Erasing your personal data or restricting its processing
- In certain circumstances, you may ask for your personal data to be removed from our systems. Provided we do not have any continuing lawful basis to continue processing or holding your personal data, we will make reasonable efforts to comply with your request.
- You may also ask us to restrict processing your personal data where you believe our processing is unlawful, you contest its accuracy, you have objected to its use and our investigation is pending, or you require us to keep it in connection with legal proceedings. We may only process your personal data while its processing is restricted if we have your consent or are legally permitted to do so, for example for storage purposes, to protect the rights of another individual or company or in connection with legal proceedings.
- Where you have provided information to us direct, you have the right to ask us to transfer the information you gave us from one organisation to another or give it to you. This only applies where we are relying on your consent or performance of a contract as a legal basis for our processing.
- We may not provide you with a copy of your personal data in certain circumstances, but we will explain why we are unable to provide the data.
Complaining to the UK data protection regulator
- You have the right to complain to the Information Commissioner’s Office (ICO) if you are concerned about the way we have processed your personal data. Please visit the ICO’s website (ico.org.uk) for further details. We would, however, appreciate the chance to deal with your concerns before you approach the ICO so please contact us in the first instance.

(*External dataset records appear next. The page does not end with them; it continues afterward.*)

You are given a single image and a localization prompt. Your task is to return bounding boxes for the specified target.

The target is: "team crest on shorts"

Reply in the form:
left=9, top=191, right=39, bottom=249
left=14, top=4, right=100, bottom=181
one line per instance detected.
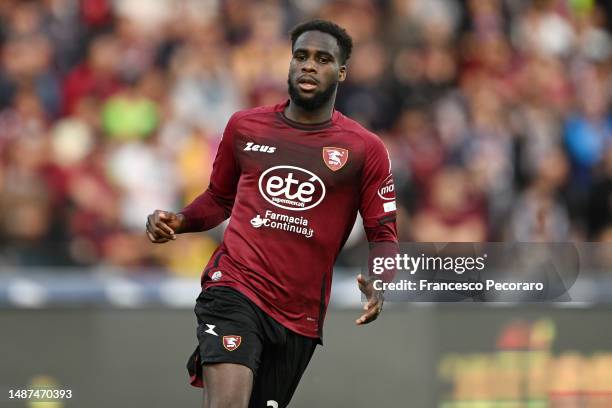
left=223, top=336, right=242, bottom=351
left=323, top=147, right=348, bottom=171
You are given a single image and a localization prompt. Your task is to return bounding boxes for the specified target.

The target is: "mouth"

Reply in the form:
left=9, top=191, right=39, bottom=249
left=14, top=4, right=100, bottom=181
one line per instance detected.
left=297, top=76, right=319, bottom=92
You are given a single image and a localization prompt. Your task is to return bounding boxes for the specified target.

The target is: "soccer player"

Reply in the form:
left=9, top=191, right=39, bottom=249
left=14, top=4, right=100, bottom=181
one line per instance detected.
left=147, top=20, right=397, bottom=408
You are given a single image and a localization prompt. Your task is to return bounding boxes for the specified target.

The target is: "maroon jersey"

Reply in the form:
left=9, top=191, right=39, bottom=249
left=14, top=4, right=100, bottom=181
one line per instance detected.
left=181, top=103, right=397, bottom=338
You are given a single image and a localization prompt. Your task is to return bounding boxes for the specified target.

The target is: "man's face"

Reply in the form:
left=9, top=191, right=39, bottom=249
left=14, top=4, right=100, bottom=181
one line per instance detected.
left=288, top=31, right=346, bottom=111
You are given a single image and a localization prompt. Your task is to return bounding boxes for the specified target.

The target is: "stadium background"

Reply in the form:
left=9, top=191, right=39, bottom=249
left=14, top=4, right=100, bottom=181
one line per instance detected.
left=0, top=0, right=612, bottom=407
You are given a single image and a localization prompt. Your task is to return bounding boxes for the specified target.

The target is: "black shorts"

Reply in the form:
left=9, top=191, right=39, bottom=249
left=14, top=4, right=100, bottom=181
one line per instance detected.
left=187, top=286, right=318, bottom=408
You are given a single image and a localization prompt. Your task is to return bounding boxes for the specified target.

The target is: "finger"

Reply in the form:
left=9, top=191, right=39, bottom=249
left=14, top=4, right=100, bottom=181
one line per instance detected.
left=156, top=210, right=173, bottom=221
left=363, top=298, right=378, bottom=310
left=147, top=231, right=169, bottom=244
left=155, top=221, right=174, bottom=237
left=147, top=223, right=176, bottom=240
left=357, top=274, right=368, bottom=293
left=355, top=307, right=381, bottom=326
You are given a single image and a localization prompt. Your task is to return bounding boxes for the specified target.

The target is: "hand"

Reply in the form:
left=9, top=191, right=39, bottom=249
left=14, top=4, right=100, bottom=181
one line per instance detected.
left=147, top=210, right=185, bottom=244
left=355, top=274, right=385, bottom=326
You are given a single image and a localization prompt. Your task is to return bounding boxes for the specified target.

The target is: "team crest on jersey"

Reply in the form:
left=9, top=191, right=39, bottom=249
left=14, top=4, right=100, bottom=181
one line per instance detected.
left=323, top=147, right=348, bottom=171
left=223, top=336, right=242, bottom=351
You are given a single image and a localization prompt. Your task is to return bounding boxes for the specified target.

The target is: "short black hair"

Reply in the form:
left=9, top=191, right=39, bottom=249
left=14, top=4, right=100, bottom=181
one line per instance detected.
left=289, top=19, right=353, bottom=64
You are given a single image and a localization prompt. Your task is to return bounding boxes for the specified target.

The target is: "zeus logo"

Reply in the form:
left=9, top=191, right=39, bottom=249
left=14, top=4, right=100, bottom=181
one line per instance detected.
left=259, top=166, right=325, bottom=211
left=243, top=142, right=276, bottom=153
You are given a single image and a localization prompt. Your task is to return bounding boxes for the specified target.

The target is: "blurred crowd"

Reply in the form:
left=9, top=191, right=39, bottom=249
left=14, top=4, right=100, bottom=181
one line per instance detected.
left=0, top=0, right=612, bottom=275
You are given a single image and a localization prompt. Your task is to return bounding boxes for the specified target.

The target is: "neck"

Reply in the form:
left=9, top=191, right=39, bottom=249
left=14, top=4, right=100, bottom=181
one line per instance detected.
left=283, top=95, right=336, bottom=125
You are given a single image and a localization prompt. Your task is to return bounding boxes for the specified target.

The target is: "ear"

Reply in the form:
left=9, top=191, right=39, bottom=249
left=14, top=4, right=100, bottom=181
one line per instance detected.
left=338, top=65, right=346, bottom=82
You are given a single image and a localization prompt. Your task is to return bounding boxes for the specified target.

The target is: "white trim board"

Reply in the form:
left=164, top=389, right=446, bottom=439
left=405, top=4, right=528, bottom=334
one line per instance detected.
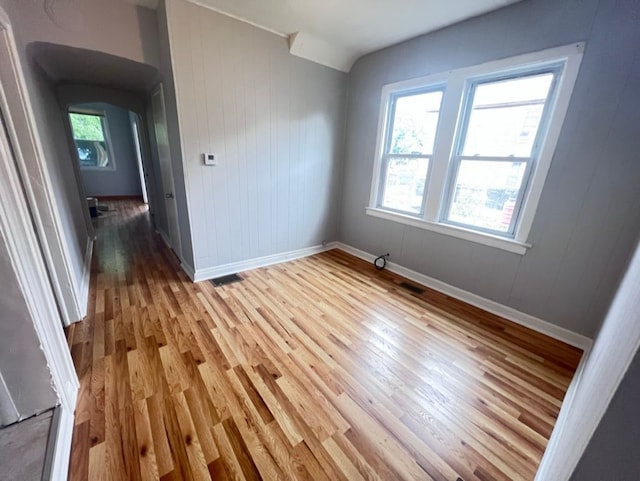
left=335, top=242, right=593, bottom=352
left=42, top=406, right=74, bottom=481
left=191, top=242, right=337, bottom=282
left=78, top=237, right=93, bottom=322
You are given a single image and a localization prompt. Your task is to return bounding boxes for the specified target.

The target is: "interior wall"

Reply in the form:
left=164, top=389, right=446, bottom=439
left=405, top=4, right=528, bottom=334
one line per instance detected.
left=162, top=0, right=346, bottom=270
left=340, top=0, right=640, bottom=337
left=0, top=219, right=58, bottom=427
left=1, top=0, right=158, bottom=67
left=571, top=346, right=640, bottom=481
left=74, top=103, right=142, bottom=197
left=56, top=83, right=166, bottom=229
left=0, top=0, right=158, bottom=322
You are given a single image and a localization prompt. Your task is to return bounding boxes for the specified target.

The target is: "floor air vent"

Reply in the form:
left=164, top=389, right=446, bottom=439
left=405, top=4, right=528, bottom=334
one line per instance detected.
left=211, top=274, right=242, bottom=287
left=400, top=282, right=425, bottom=294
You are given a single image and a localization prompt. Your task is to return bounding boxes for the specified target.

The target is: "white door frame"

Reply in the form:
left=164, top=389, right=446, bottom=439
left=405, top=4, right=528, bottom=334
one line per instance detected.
left=0, top=9, right=93, bottom=325
left=535, top=238, right=640, bottom=481
left=151, top=84, right=182, bottom=255
left=129, top=110, right=149, bottom=204
left=0, top=8, right=81, bottom=480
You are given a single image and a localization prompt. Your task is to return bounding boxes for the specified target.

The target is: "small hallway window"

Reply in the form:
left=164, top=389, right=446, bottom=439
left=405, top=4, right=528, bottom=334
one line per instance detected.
left=69, top=111, right=116, bottom=170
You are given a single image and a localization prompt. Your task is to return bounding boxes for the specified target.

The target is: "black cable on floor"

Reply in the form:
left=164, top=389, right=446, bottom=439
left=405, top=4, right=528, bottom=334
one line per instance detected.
left=373, top=253, right=389, bottom=271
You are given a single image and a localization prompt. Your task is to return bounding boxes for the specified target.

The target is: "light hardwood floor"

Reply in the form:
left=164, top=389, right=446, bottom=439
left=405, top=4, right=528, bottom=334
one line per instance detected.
left=67, top=201, right=581, bottom=481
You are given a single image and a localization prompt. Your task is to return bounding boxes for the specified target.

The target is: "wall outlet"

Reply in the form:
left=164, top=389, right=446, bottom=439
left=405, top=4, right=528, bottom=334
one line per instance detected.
left=202, top=153, right=218, bottom=165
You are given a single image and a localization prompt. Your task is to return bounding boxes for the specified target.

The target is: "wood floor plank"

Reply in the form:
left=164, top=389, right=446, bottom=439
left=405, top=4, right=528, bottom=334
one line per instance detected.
left=67, top=200, right=582, bottom=481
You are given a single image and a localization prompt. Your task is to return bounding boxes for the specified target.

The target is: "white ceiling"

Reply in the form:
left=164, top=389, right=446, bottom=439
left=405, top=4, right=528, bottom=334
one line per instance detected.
left=128, top=0, right=520, bottom=72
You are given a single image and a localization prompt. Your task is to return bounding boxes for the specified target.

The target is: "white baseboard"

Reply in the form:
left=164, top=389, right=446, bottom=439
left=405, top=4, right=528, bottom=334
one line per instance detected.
left=180, top=262, right=196, bottom=282
left=334, top=242, right=593, bottom=351
left=191, top=242, right=337, bottom=282
left=156, top=230, right=172, bottom=249
left=42, top=406, right=73, bottom=481
left=78, top=237, right=94, bottom=321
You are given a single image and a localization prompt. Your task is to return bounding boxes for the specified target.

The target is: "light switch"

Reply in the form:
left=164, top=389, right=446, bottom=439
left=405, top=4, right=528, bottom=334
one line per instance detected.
left=202, top=154, right=218, bottom=165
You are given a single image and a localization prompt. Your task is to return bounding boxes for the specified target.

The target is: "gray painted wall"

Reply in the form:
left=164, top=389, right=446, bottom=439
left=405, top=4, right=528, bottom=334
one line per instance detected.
left=162, top=0, right=346, bottom=269
left=72, top=103, right=142, bottom=197
left=340, top=0, right=640, bottom=336
left=571, top=344, right=640, bottom=481
left=56, top=84, right=166, bottom=238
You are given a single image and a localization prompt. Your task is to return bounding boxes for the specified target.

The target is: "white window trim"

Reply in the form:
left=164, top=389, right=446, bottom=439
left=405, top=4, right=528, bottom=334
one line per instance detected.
left=366, top=42, right=585, bottom=255
left=69, top=107, right=116, bottom=172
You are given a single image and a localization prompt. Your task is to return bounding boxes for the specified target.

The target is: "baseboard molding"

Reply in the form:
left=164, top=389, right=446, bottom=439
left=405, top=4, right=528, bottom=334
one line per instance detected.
left=191, top=242, right=337, bottom=282
left=78, top=237, right=94, bottom=321
left=180, top=262, right=196, bottom=282
left=156, top=230, right=172, bottom=249
left=42, top=406, right=73, bottom=481
left=334, top=242, right=593, bottom=351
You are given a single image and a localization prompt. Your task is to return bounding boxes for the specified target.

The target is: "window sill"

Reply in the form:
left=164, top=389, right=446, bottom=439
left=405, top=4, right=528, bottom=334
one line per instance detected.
left=367, top=207, right=531, bottom=255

If you fail to provide personal data
- Where we need to collect personal data by law, or under the terms of a contract we have with you and you fail to provide that data when requested, we may not be able to perform the contract we have or are trying to enter into with you (for example, to provide you with services). In this case, we may have to cancel a service you have with us but we will notify you if this is the case at the time.
Your duty to inform us of changes
- It is important that the personal data we hold about you is accurate and current. Please keep us informed if your personal data changes during your relationship with us.
How we keep your data secure
- Once we have received your personal data, we have in place reasonable and appropriate controls to ensure that it remains secure against accidental or unlawful destruction, loss, alteration, or unauthorised access. You should note that the transmission of information via the internet is not completely secure. Although we will take steps to protect your personal data, we cannot guarantee the security of your data transmitted to our website, and any transmission is at your own risk.
- Where we have given you (or where you have chosen) a password that enables you to access any of our online or electronic resources, you are responsible for keeping this password confidential. We advise you not to share your password with anyone.
- We will only email you about our products and services where we have an appropriate legal basis to do so.
- If you are an individual consumer of legal services, we will email you because you have asked to receive information about our products or services by email, or because you have previously received or shown an interest in our products or services and not objected to us contacting you.
- If you are a business client or prospective business client, we rely on our legitimate interests to send marketing information to you by email. We are keen to only send you information of interest and we will ask you what kinds of information you want to receive from us.
- Whatever our legal basis for sending you information about our products or services by email, you have the right to opt out at any time by clicking on the opt out link in the email or by contacting us as the details given in this privacy notice.
- Our website may include links to third-party websites, plug-ins and applications. Clicking on those links or enabling those connections may allow third parties to collect or share data about you.
- We do not control these third-party websites and are not responsible for their privacy statements. When you leave our website, we encourage you to read the privacy notice of every website you visit.